When I found out that just outside Sucre was a Parque Cretácico (dinosaur park), my inner 6-year-old took control and all of a sudden I was spending a hot afternoon in southern Bolivia clambering down into a gully to get up close to fossilized dinosaur tracks.
Across a limestone slab 1.2km long and 80m high, Cal Orko cliff proudly displays more than 5,000 footsteps, with 462 individual trails from about 15 species of dinosaur. 68 million years ago this cliff was a (flat) lake surrounded by a forest – and the wet earth absorbed the footsteps of the dinosaurs as they went about their business. Then over millions of years, the tectonic movements of the earth’s plates pushed the now dried lake and it’s preserved footprints to a vertical resting place.
Getting to the park is easy and cheap in a micro (colectivo bus) for 1.50 Bolivianos. When you get to the end of the line – and the next door concrete factory, you are there. In fact the Fancesa concrete factory is responsible for the discovery of these tracks. The company mined away sedimentary layers in the cliffs surrounding their factory for use in the production of concrete. They did not go as far down as the footprints as that rock was not suitable, and on the open surface of the cliff, gravity, rain and tremors from nearby explosions had their impact – a wall of rock fell and revealed the footprints, made so many millions of years before.
In 2010, a section of the cliff eroded away which destroyed some of the tracks, however it also revealed another layer with more tracks underneath.

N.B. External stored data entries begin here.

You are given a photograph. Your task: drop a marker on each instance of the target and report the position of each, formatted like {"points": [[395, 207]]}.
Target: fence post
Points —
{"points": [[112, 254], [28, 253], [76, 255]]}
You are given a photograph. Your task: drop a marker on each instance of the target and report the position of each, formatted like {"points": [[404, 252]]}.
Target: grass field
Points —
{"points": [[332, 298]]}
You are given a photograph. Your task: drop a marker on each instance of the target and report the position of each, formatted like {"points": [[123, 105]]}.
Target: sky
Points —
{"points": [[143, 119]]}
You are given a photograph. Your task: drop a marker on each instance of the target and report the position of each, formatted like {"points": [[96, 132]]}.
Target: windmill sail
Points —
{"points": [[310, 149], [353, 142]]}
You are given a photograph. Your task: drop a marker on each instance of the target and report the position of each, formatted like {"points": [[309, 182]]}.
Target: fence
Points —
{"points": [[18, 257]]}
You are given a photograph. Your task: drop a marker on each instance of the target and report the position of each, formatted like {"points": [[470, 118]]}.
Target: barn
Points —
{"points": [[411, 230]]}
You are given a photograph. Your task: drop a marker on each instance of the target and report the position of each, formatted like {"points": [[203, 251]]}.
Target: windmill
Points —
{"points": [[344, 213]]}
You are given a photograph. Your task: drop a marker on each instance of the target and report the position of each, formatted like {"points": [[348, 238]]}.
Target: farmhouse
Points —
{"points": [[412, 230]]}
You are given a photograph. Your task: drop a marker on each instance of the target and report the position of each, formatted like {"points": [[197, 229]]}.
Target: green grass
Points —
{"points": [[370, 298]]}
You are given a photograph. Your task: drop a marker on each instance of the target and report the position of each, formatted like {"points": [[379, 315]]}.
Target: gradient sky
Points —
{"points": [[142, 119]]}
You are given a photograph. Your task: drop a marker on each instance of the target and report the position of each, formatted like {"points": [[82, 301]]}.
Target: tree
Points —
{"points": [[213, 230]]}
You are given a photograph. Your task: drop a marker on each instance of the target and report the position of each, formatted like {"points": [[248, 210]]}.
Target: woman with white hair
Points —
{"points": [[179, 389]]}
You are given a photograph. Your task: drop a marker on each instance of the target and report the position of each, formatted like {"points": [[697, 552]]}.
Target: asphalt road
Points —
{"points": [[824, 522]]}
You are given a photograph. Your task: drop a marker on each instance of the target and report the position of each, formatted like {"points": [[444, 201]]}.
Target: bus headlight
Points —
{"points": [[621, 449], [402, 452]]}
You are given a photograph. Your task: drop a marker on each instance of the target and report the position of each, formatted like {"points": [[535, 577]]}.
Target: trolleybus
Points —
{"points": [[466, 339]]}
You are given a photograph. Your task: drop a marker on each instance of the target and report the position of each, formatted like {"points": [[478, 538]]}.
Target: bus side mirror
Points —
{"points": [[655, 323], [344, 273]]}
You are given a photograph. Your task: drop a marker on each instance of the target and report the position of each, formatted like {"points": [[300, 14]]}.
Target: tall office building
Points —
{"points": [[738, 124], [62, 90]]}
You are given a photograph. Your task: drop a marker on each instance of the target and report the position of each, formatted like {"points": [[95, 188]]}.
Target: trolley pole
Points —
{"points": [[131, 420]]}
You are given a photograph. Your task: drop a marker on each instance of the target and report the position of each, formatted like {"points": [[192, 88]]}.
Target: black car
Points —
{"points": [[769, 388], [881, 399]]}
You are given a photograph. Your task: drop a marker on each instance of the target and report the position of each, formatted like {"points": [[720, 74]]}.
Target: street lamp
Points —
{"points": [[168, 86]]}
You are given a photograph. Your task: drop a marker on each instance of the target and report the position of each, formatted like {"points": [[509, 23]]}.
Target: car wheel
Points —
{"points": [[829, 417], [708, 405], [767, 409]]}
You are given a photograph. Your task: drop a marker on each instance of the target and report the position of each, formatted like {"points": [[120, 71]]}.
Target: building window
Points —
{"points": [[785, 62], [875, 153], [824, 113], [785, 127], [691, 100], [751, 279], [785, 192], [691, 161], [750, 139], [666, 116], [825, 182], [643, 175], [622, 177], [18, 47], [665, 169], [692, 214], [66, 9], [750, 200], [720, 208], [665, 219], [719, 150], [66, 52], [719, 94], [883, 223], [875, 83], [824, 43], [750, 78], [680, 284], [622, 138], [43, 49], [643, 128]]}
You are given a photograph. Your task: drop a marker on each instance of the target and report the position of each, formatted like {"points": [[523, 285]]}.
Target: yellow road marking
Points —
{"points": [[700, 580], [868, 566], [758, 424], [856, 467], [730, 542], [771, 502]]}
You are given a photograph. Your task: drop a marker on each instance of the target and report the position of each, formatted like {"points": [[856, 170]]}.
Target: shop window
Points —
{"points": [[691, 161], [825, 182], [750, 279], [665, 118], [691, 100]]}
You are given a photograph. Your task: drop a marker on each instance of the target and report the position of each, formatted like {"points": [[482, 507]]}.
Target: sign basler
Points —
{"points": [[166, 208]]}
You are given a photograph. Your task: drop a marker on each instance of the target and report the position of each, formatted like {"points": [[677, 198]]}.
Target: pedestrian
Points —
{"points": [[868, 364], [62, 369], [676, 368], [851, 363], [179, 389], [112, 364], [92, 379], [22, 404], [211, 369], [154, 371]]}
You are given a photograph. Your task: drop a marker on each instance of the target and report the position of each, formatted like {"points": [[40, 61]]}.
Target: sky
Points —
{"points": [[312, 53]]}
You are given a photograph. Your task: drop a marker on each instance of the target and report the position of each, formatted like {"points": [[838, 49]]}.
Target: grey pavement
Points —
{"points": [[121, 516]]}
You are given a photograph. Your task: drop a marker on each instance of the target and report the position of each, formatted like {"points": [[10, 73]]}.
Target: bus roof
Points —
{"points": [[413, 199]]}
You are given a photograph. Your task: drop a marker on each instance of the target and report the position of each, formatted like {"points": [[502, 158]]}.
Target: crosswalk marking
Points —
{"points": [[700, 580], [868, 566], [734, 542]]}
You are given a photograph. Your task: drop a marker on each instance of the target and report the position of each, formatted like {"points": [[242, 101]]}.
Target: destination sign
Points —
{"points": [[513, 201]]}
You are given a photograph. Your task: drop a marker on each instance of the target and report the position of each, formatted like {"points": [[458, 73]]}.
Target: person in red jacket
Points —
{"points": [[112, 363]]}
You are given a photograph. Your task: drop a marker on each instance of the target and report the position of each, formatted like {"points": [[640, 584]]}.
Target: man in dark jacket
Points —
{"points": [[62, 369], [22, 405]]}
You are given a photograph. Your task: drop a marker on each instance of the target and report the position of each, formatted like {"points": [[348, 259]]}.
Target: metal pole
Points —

Guided tours will lead you down to the quarry at the bottom of the cliff (wearing compulsory fire engine red hard hat) and explain the different footprints and the dinosaurs that made them. After struggling back up the cliff many photos later you are rewarded with life-size models of the different dinosaurs, complete with audio of what it is thought they sounded like…
I didn’t care. I loved all the dinosaurs, cheesy or not. My inner 6-year-old was delighted.